ATSC 3.0 is letting local TV stations encrypt their over-the-air tv signals, adding DRM features and blocks. The old standard will only be around a few more years during the transition.

I'm in an OTA dead zone. Not even PBS. Forced to purchase streaming or cable. Now, my cable provider just ended CableCard support meaning I can't home DVR my local channels anymore.

FCC let them end 'locals only' cable packages, too.

M_U

@crunchysteve @blacklight Music is 1000000x bigger than "commercial sales of a right to listen to a desired recording".

Kerri Levine

@blacklight

One of the millions of reasons why I love these guys so much.

#RushGirl

Blank Frank

@blacklight The label that released the cassette with the blank B-side featured in the article is Alternative Tentacles, the label that released my old band's albums. Great folks, then and now. Home taping didn't kill music, it SPREAD music. And you know what? My friends and I ending up buying a lot of the music we'd first heard on each other's mix tapes.

M_U

@blankfrank @blacklight Can't really tell this story without the bitter end of SubPop (much much later than AT's glory days, of course)

Fabio Manganiello

@blankfrank I discovered classical music when I was young by recording broadcasts on Italy's Radio3 back in the day, and by today I have a collection of hundreds of cassettes. And later in high school I discovered a lot of bands that influenced my style by recording them from alternative rock radios.

I was raised in a quite poor family who couldn't afford to buy CDs or cassettes for their kid at the snap of the fingers. Recording cassettes allowed me to get a level of exposure to music that I would have never had otherwise. Hadn't been for all those recordings, I probably wouldn't have recorded a single song to this day.

And, just like me, there are many who couldn't afford a wide exposure to art in those days, and eventually managed to afford it only thanks to these forms of "piracy".

@blankfrank I discovered classical music when I was young by recording broadcasts on Italy's Radio3 back in the day, and by today I have a collection of hundreds of cassettes. And later in high school I discovered a lot of bands that influenced my style by recording them from alternative rock radios.

Blank Frank

@blacklight Nice post Fabio. Am I'm glad you did end up making music. Cohiba is a great little song!

🇺🇦 haxadecimal

@blacklight The VCR is to the American film producer, as the Boston Strangler is to the woman home alone.
– Jack Valenti, President of the MPAA

TheCityDweller :verified_gay:

@blacklight I remember the stickers "Home f*g is killing prostitution" as reaction to that.

Nazo

@blacklight My favorite was just covering that little punchout "write protection" hole with a piece of tape. Then you could record on anything.

KBSez ✅

@blacklight

Yeah, but the real arguments were had had over which side of the U2 album WAR was better. Saw fist fights over that happen…..

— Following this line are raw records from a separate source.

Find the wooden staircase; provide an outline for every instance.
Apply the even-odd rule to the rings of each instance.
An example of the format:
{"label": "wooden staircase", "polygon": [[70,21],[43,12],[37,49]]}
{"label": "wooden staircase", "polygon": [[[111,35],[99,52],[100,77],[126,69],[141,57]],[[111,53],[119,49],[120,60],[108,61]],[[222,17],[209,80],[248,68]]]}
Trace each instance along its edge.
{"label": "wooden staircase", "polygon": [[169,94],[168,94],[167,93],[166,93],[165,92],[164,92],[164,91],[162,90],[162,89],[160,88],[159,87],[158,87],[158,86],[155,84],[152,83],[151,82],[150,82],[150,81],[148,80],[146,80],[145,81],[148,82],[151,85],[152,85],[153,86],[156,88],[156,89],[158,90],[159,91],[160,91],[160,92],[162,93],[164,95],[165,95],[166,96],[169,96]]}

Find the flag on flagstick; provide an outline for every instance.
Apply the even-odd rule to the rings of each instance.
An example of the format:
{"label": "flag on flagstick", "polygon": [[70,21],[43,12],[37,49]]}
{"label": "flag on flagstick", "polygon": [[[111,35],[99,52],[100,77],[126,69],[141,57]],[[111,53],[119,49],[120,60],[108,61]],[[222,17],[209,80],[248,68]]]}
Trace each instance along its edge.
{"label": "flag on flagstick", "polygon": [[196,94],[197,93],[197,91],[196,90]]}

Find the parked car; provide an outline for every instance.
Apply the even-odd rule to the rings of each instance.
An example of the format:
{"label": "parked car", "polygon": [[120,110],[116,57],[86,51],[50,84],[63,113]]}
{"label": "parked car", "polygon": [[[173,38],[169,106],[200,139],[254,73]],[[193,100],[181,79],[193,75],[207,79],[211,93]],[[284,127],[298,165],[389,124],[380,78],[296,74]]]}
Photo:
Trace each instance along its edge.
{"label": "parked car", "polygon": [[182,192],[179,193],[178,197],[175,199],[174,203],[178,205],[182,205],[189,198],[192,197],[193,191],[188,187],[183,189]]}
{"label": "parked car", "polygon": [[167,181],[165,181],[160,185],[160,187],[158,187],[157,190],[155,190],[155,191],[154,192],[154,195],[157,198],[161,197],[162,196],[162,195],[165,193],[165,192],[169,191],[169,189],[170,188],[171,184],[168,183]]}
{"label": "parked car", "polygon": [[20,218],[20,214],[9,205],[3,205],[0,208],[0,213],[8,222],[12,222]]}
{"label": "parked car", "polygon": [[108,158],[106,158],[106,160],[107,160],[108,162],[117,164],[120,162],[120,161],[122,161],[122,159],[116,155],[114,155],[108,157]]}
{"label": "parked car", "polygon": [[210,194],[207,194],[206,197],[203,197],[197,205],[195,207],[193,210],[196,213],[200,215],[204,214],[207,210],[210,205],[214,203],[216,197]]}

Asking people that question was a real eye opener.

(If you know, you know)

Yakyu Night Owl

@blacklight I also remember making dozens and dozens of mixtapes for friends who were interested in artists that weren't on the radio, and it isn't piracy if it turns out to be promotion.

ᕲᗩᖇᖽᐸᘿᘉᘿᕲᑢᕼᗩSᘻ

@blacklight

Man... this hit me right in the soul. I'd never understood it quite like that before...spoken or written. Thank you...from my heart. A big twinge of nostalgia came with it too. Very well done. My hat's off to ya!

AnthropoceneMan

@blacklight

It wasn’t the tapes.

T’was video that killed the radio star.

I heard a documentary about it once on MTV.